Orientation this year is shorter than years past, lasting a day and a half instead of the traditional two days, he said.
“Every year, we have a discussion about what the issues are that are facing us in the office and on campus [to plan orientation],” Wical said.
Planners may adapt orientation to accommodate changes in its budget, space needs and message delivery, according to Wical.
New Student Orientation, which is funded through student fees, last asked for a fee increase in the 2000-2001 school year, and its expenses have jumped $329,000 since then, he said, with only a $65,000 increase in revenue.
“We’re to the point now where we’re going to start going into the red with our program, which we can’t really do,” Wical said.
With increased costs in housing, staff and food, he said the NSO faculty has requested a fee increase and should find out in the coming months whether it will receive the request.
A student must pay $115 to attend NSO.
Tabitha Enoch, director of Orientation and New Student Programs at the University of Virginia, said her program will need a fee increase as well. Those students pay $190 to attend orientation.

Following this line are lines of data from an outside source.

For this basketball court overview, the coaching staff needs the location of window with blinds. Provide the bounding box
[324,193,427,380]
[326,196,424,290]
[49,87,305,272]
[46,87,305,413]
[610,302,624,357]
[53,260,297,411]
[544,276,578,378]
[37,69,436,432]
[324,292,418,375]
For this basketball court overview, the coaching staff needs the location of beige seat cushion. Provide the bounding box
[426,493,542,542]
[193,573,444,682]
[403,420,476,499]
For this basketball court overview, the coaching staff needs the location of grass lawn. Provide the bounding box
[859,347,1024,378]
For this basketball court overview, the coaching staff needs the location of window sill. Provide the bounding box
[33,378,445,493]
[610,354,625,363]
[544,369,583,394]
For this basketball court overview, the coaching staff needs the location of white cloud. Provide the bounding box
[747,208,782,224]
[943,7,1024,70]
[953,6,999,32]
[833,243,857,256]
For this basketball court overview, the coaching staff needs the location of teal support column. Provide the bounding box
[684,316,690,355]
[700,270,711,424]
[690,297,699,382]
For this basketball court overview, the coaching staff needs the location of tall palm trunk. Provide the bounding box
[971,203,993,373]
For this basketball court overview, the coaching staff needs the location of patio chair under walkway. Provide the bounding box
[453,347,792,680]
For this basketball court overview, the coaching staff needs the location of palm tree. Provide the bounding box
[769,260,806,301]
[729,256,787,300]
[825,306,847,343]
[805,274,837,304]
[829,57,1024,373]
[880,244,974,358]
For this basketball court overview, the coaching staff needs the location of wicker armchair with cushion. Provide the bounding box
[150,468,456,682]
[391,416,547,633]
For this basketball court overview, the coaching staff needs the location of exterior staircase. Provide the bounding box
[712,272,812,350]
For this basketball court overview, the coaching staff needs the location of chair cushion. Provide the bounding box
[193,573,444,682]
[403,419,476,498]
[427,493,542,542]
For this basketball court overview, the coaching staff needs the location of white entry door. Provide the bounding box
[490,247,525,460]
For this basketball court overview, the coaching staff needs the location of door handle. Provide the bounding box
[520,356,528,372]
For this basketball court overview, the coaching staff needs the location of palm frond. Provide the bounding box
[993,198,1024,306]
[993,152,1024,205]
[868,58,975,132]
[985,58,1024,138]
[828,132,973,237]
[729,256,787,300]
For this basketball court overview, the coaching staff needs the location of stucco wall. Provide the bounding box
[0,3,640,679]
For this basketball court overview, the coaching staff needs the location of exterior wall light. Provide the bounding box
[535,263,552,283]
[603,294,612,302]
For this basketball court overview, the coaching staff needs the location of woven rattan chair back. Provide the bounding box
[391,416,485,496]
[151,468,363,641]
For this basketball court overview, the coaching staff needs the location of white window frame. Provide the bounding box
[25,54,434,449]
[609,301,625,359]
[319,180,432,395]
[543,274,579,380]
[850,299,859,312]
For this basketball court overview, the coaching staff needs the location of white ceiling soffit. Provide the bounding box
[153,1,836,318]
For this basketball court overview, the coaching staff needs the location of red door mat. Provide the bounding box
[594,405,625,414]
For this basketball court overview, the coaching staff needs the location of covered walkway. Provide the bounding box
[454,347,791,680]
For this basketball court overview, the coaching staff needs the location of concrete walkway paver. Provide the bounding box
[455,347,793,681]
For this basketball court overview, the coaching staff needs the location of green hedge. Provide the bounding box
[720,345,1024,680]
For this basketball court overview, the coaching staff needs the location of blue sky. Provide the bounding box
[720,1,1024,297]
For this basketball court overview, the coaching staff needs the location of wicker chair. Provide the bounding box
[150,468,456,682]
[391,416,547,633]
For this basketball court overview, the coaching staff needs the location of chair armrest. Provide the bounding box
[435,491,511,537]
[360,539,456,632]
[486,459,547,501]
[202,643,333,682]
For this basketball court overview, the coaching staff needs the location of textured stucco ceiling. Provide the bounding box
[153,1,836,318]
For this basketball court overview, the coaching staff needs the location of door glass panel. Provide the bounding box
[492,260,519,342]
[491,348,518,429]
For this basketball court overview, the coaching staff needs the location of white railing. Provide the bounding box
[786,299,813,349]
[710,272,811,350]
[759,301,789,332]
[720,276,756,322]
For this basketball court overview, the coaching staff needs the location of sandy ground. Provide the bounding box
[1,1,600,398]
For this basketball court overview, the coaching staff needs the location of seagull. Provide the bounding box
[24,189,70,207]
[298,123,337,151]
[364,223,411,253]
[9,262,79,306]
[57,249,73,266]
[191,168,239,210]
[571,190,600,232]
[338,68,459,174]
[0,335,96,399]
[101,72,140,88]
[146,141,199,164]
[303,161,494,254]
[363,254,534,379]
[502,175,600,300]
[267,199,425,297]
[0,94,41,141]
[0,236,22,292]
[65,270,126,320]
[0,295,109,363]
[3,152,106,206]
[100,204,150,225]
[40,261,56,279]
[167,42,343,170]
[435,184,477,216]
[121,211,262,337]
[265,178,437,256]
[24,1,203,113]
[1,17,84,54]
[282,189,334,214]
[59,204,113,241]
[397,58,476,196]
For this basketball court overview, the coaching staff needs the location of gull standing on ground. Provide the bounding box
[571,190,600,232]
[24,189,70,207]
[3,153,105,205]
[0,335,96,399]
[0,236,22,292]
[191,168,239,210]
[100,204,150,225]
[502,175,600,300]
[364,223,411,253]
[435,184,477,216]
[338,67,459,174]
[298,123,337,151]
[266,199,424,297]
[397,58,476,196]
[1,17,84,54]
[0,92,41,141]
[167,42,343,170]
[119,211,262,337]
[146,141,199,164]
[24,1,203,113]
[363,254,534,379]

“In light of budget cuts, we did have to cut some of the things that we typically offer,” she said.
Wical said space has also been a concern. With more students attending every year, there is less space available for all sizes of events.
One way to reduce costs and other current problems, he said, would be to reduce orientation to one day, but there are many options.
According to Wical, NSO faculty should be concerned with the program’s effectiveness, not about the time spent for orientation. It may be more effective to continue programs after the school year begins, he said.
Cory Andrews, a junior in political science and Spanish at UNC-Chapel Hill, said a problem at his orientation, Carolina Testing and Orientation Program Sessions, was the overwhelming amount of information in its two days.
“There was a lot of information they tried to throw at you at once while trying to immerse you,” he said. “I remember not retaining anything I learned.”
C-TOPS is a two-day program similar to NSO at N.C. State, but students sign up for any of the 14 sessions on a first-come, first-serve basis, and orientation leaders split them into major-oriented groups upon arrival, said Sharon Levine, a senior in journalism and public policy and an orientation leader at UNC-CH.
Each student is placed into a particular NSO session based on college and last name.
Michael Webster, an incoming freshman in computer science, said it would be helpful to have information spread out over a longer period than orientation, and Wical said that is a possibility.
Students may not be ready to hear everything that is necessary to say at orientation, Wical said, and they need to think of the transition period for students as more than just orientation.
“Orientation right now is the only time when the University has a captive audience,” he said. “Where University messages go, there’s really no structure for providing messages on a long-term basis.”
Starting last fall, an undergraduate student transition task force worked to find ways to distribute messages effectively during a student’s first year, Wical said.
According to Wical, there is movement to get more campus involvement in the direction of NSO.